I wonder if that is true. Oscar Wilde's Importance of Being Earnest seems like one of the best modern plays I've read, and it doesn't depend on having realistic rounded characters. It's more like, they are clever and witty and make you laugh. It works that way. Similarly with George Bernard Shaw. Maybe comedies are different. In fact, I am fairly sure they must be.
Sayers also talks about HOW a writer puts himself into his characters. With Othello, perhaps Shakespeare thought "how would I act and feel if I were wild with jealousy?" But I suppose that having the character different from oneself lets one preserve the artistic detachment. You don't overwhelm your character, any more than God micromanages the behavior of His human creation. You let your character act as he, the character, would. I just finished reading Wind in the Willows to my almost 10 year old -- what fun! Mr Toad is nothing like Kenneth Grahame, I am supposing, but Toad is most definitely a Grahame creation. And yet you see aspects of him in people you know, too. How awesome! I certainly wouldn't want to raise a son like Toad, or perhaps even have him for a brother-in-law or uncle, but the world is enriched by his fictitious personality! Makes me think -- if I love Toad, can't I try to love my sometimes annoying neighbor or relative? If Flannery O'Connor loved some of her unattractive protagonists, like Tarwater, can't I imagine that God might be ruefully affectionate towards some of His less appealing human creations, and even might really, really love ME in spite of my laughable or gruesomely disappointing moments?
This is full of gems, Willa! I think my favorite is at the very end: "...if I love Toad, can't I try to love my sometimes annoying neighbor or relative?"
ReplyDeleteI also love your point here: "I know I would find it much simpler if I could just go whole hog in some direction, but Jesus seems to require us to follow Him, not some simple mandate taken to its logical extreme."
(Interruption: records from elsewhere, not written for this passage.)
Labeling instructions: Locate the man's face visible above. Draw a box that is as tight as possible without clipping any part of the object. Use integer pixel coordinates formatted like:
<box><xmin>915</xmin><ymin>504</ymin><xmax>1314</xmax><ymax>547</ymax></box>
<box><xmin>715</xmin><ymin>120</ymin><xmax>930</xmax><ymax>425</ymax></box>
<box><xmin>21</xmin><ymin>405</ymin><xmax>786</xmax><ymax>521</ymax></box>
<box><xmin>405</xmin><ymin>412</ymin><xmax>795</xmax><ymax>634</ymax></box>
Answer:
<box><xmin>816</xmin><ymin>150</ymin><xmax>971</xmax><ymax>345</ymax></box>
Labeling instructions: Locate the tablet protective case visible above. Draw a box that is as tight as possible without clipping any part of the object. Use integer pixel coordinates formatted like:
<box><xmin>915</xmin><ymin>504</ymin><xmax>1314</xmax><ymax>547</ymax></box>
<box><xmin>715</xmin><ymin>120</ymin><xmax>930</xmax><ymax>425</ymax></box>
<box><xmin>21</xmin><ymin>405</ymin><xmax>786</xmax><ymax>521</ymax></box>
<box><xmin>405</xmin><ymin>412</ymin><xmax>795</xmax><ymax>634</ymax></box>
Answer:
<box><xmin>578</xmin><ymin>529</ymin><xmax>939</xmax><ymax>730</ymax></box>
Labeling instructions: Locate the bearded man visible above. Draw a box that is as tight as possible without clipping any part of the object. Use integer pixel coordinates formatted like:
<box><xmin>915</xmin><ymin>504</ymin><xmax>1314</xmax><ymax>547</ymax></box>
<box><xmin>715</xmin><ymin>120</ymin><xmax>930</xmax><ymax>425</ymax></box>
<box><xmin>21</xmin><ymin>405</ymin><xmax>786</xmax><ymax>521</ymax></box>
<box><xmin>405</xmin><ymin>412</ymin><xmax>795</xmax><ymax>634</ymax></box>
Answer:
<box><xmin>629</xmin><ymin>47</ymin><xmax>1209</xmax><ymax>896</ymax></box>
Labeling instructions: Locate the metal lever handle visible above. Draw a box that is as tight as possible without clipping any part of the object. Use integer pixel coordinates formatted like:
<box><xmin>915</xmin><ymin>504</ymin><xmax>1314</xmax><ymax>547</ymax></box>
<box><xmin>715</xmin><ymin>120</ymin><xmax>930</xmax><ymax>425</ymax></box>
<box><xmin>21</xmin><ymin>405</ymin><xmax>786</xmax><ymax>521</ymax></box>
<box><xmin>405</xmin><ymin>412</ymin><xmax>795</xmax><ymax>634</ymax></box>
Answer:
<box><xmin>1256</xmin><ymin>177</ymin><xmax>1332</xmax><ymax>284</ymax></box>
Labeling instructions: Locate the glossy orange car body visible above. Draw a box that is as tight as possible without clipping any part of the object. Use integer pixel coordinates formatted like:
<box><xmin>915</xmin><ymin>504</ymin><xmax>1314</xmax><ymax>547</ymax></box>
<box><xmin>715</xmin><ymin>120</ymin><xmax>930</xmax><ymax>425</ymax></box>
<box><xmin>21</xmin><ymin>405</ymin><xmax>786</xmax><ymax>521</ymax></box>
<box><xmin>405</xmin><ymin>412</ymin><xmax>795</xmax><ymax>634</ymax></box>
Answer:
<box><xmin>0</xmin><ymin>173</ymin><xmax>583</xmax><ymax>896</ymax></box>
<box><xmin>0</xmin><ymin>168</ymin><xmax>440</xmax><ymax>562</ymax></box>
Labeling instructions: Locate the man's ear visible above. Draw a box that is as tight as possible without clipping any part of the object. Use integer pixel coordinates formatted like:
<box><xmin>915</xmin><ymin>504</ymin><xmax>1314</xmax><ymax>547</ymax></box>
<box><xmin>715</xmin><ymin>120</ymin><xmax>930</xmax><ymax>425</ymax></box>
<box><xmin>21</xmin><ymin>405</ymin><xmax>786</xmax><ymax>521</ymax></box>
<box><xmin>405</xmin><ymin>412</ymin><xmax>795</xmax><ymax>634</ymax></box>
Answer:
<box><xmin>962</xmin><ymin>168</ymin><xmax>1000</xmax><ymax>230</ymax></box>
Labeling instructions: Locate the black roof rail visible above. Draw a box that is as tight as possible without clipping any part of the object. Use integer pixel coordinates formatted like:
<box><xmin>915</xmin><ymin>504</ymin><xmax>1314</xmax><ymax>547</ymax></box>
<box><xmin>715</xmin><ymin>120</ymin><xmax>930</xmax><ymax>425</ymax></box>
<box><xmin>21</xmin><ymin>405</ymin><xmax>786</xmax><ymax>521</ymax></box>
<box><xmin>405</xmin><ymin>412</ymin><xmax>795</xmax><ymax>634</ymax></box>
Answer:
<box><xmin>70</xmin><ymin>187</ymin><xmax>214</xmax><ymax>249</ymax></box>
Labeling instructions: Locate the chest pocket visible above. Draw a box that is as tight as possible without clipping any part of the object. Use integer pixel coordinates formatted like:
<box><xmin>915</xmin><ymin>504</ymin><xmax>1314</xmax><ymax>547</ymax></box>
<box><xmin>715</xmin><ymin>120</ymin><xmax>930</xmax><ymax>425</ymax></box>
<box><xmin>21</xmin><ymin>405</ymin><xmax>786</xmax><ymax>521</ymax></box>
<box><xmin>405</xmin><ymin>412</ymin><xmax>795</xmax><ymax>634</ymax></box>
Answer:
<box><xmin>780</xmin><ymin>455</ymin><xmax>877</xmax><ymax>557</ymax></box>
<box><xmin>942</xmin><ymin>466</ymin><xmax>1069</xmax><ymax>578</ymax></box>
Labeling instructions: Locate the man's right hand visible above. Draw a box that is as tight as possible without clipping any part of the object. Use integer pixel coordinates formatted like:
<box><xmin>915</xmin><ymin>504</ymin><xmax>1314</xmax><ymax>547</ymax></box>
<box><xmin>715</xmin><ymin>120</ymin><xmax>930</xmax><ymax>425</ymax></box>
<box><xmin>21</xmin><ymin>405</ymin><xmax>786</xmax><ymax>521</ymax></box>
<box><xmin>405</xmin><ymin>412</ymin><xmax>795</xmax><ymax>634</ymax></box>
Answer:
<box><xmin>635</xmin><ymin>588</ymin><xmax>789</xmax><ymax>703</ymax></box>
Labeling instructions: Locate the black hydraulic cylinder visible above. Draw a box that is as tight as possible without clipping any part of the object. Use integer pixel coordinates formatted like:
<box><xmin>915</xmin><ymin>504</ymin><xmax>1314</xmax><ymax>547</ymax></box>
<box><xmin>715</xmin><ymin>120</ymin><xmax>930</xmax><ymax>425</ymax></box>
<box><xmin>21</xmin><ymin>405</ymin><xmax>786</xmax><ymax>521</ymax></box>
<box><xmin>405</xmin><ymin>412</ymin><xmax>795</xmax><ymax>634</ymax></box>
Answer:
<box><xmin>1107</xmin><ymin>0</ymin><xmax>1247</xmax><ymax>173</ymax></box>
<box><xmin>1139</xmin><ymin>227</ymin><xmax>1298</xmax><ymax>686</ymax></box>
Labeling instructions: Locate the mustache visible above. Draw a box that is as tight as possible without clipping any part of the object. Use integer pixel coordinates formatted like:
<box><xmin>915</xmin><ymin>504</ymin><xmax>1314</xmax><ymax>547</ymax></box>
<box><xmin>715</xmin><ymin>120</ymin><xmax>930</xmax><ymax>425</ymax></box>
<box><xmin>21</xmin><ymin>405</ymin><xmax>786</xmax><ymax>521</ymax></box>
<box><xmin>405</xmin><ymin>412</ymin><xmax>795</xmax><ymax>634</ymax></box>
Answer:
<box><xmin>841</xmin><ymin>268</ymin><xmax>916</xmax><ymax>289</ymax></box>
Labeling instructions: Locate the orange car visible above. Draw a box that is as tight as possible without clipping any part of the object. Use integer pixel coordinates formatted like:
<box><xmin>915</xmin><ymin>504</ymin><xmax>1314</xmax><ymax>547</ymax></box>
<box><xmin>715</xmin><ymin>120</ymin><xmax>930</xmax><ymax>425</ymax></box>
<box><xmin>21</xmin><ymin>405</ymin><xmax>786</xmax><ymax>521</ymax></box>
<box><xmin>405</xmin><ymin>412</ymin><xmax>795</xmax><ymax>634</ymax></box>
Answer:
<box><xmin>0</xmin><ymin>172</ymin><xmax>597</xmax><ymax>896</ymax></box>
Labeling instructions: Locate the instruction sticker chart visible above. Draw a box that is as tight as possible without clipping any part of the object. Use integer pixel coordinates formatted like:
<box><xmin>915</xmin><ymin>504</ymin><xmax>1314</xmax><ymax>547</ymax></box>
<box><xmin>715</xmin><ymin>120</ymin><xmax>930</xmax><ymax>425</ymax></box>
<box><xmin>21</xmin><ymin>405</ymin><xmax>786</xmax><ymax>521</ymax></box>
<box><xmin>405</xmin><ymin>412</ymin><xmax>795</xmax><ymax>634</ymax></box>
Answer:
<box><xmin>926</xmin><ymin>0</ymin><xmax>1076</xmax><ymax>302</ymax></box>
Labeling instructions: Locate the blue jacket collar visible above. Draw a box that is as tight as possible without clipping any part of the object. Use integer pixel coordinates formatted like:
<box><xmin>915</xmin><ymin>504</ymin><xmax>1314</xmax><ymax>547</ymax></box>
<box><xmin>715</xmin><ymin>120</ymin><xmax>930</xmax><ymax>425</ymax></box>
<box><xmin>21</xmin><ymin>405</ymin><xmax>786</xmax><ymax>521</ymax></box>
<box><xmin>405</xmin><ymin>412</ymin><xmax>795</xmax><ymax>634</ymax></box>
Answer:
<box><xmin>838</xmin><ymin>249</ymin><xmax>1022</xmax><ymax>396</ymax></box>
Some of what you discussed about heresy really being taking ideas to an extreme reminded me of Russell Kirk's Roots of American Order, when Kirk discussed Aristotle's Golden Mean. He saw some disadvantages, but then again following Moderation as an absolute rule is different from following Jesus, so therein may the problem lay, I suppose...
I have been down for the count all week with something very like the flu but I am so happy I had a chance to read your post. I find myself wondering how some authors capture something like jealousy and they do it while making us all shake our heads in agreement and yet not being cliche either. Does that make sense? I think we all recognize true humanity when we see it and yet for most of us to write about it would be to make it silly.
ReplyDeleteAlso I very much relate to your wild carriage ride. I think I am constantly veering this way and that in my life and thoughts. I find I get something right just to turn around and over-emphasize it.
I continue to be happy you are participating.